A avaliação internacional do desempenho das autoridades de concorrência em 2010 pela Global Competition Review (GCR), atribuiu à Autoridade da Concorrência (AdC) a classificação de “Bom” e o rating de três estrelas, como no ano anterior, bem como a apreciação de uma actuação global “consistente”.

A GCR é uma revista especializada que avalia o desempenho das autoridades de concorrência a nível mundial em relatórios anuais com base em informações facultadas pelas entidades avaliadas e em opiniões de observadores externos ligados à concorrência.

Na avaliação deste ano, a Autoridade da Concorrência é mais uma vez equiparada a outras autoridades congéneres da União Europeia, como as da Áustria, Finlândia, Hungria ou Suécia. As autoridades da Noruega e da Suíça estão igualmente incluídas nesta categoria.

A GCR elogiou o trabalho da AdC na área do controlo de concentrações de empresas, considerando-o “excelente” e “de alta qualidade”, sublinhando a qualidade alcançada nesta área, recordando que o desempenho da AdC no controlo de concentrações de empresas foi classificado em 4º lugar, entre 71 congéneres, no índice Global Merger Control Index (GMCI), elaborado anualmente pelo Center for European Law and Economics.
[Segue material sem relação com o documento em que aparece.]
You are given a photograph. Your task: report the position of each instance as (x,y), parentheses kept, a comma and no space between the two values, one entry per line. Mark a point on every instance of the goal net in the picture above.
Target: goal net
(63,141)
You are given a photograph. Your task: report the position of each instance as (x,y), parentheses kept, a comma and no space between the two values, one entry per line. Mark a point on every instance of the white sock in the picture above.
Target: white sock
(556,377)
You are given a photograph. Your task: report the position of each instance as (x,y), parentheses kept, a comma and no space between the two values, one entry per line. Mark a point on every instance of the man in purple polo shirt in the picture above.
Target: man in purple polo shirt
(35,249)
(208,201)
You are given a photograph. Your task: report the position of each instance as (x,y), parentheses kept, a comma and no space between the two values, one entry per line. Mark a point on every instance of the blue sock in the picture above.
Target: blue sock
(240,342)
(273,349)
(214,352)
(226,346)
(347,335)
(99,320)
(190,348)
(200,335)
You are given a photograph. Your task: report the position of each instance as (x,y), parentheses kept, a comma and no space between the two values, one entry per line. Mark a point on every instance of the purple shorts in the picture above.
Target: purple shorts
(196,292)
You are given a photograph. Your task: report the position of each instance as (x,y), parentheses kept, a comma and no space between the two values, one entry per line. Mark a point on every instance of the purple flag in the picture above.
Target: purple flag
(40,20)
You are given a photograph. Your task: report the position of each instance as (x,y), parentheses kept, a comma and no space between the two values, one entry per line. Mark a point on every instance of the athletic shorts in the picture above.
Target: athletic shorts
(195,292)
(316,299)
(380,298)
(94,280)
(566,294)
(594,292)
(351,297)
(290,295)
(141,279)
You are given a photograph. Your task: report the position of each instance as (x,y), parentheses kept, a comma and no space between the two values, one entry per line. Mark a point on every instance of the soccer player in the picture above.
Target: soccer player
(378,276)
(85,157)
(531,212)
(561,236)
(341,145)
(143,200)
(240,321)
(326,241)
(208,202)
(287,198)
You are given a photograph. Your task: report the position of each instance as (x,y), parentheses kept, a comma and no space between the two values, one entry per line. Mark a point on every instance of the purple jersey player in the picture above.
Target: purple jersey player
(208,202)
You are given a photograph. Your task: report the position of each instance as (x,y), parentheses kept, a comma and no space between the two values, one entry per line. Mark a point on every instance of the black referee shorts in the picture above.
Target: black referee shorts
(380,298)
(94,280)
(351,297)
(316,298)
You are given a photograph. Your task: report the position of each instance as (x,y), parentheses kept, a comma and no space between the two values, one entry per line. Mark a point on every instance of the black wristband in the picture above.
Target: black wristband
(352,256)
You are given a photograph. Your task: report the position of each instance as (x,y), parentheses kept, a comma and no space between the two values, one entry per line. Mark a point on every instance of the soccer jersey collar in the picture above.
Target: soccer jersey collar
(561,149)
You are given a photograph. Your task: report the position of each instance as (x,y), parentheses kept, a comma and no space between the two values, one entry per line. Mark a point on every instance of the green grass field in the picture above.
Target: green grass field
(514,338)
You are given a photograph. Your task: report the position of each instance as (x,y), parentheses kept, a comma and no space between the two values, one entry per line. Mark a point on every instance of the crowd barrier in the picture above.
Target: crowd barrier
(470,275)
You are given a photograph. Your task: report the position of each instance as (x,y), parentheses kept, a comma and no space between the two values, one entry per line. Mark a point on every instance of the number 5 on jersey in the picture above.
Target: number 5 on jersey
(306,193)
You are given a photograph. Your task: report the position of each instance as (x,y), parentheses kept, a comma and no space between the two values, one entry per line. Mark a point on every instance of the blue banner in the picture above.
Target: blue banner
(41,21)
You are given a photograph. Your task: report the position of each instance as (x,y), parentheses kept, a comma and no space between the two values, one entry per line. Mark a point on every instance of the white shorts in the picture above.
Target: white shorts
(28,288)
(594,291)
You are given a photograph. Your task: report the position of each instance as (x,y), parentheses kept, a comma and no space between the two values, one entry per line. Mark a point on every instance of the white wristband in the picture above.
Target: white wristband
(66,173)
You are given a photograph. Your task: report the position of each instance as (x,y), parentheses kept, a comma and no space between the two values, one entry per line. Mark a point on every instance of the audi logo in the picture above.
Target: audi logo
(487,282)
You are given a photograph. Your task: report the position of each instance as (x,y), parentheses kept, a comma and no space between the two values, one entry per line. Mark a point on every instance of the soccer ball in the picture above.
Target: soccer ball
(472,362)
A GCR destaca ainda a redução dos tempos máximos de decisão no controlo de concentrações que a AdC empreendeu em 2010.

A GCR considera ainda que o desempenho da AdC em 2010 na área de combate às práticas restritivas de concorrência não atingiu o mesmo nível de desempenho, em grande parte devido ao facto da Autoridade da Concorrência ter tido de concentrar os seus esforços na conclusão de casos pendentes com mais de três anos acumulados desde a sua criação em 2003, um dos objectivos definidos pelo actual Conselho da AdC e atingido no final de 2010. É de notar que os inquéritos abertos a partir de 2008 têm visto os seus prazos sistematicamente reduzidos.

Os progressos alcançados até agora, complementados pela futura revisão da Lei da Concorrência, de acordo com as linhas de orientação acordadas no Memorando de Entendimento assinado entre Portugal e a Comissão Europeia, o Banco Central Europeu e o Fundo Monetário Internacional, contribuirão muito para melhorar as condições em que a Autoridade da Concorrência tem de actuar, nomeadamente no combate às práticas proibidas de concorrência.